The European Union has told the Biden administration it’s concerned that US restrictions on outbound investments aimed at China could hit companies in the bloc, adding yet another trade irritant to transatlantic ties.
Senior EU officials have strongly communicated the worries to their counterparts in the US, according to people familiar with the matter and documents seen by Bloomberg.
The concern is that an executive order announced by President Joe Biden in August has extraterritorial aspects that could end up affecting trade in the EU that involves companies based in Europe with US investors on the one side and Chinese owners on the other, the people said.
Though the executive order is narrow in scope — targeting some Chinese companies working primarily in areas related to artificial intelligence, quantum computing and advanced semiconductors — it would likely apply to US persons anywhere in the world, one of the people said.
A spokeswoman for the Treasury Department said the order is targeted narrowly to focus on U.S. national security interests. The EU didn’t immediately reply to a request for comment.
The EU is still analyzing the order’s full impact and aims to address the concerns before the instrument is fully implemented next year, the people said.
The concerns add to a growing list of issues facing the EU-US trade relationship. During a summit in Washington last week, the two allies failed to conclude two major deals: one on steel aimed at turning the page on Trump-era tariffs and a separate critical minerals agreement needed to provide European firms with access to some of the benefits of Biden’s green subsidies plan.

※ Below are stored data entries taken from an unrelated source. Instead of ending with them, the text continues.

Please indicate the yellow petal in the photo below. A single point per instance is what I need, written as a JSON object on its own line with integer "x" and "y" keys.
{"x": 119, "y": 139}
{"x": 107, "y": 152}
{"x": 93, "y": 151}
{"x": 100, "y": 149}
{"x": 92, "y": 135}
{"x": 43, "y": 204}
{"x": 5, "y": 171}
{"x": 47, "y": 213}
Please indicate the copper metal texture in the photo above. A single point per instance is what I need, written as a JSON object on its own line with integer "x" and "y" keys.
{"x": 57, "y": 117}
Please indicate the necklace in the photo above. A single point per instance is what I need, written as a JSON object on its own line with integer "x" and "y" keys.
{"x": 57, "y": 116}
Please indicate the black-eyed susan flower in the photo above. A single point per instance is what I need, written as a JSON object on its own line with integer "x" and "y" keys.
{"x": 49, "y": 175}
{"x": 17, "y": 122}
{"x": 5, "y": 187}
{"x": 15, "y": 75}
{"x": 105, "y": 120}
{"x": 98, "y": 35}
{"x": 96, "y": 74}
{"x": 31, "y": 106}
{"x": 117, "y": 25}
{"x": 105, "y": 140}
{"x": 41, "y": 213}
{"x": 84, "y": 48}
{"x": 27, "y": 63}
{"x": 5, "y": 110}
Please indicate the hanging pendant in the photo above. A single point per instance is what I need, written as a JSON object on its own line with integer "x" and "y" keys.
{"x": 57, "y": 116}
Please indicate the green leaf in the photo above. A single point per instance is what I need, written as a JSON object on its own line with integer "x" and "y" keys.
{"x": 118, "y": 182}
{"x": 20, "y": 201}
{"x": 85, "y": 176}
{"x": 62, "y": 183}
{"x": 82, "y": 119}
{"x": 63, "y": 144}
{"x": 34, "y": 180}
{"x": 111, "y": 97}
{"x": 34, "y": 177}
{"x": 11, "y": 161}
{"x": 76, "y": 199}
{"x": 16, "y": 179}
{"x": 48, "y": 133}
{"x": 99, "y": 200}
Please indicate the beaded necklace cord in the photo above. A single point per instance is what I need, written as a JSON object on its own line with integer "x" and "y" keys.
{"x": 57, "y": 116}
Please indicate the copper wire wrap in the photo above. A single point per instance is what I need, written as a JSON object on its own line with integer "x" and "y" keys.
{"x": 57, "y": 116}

The controls on outbound investments are part of US and EU economic security plans to limit the ability of countries such as China and Russia to obtain know-how or capital for the development of advanced technologies that could be used for military purposes.
The US is further down the road in these efforts. The EU recently identified a list of critical technologies on which it will perform risk assessments, and is aiming to present its own preliminary proposal on outbound investments later this year.
“This instrument requires further work, not because of skepticism but rather because it must be precise and useful, and we need to define well what we want to control, for example the transfer of know-how, talent or capital flow,” Spain’s junior trade minister Xiana Mendez told Bloomberg News last week.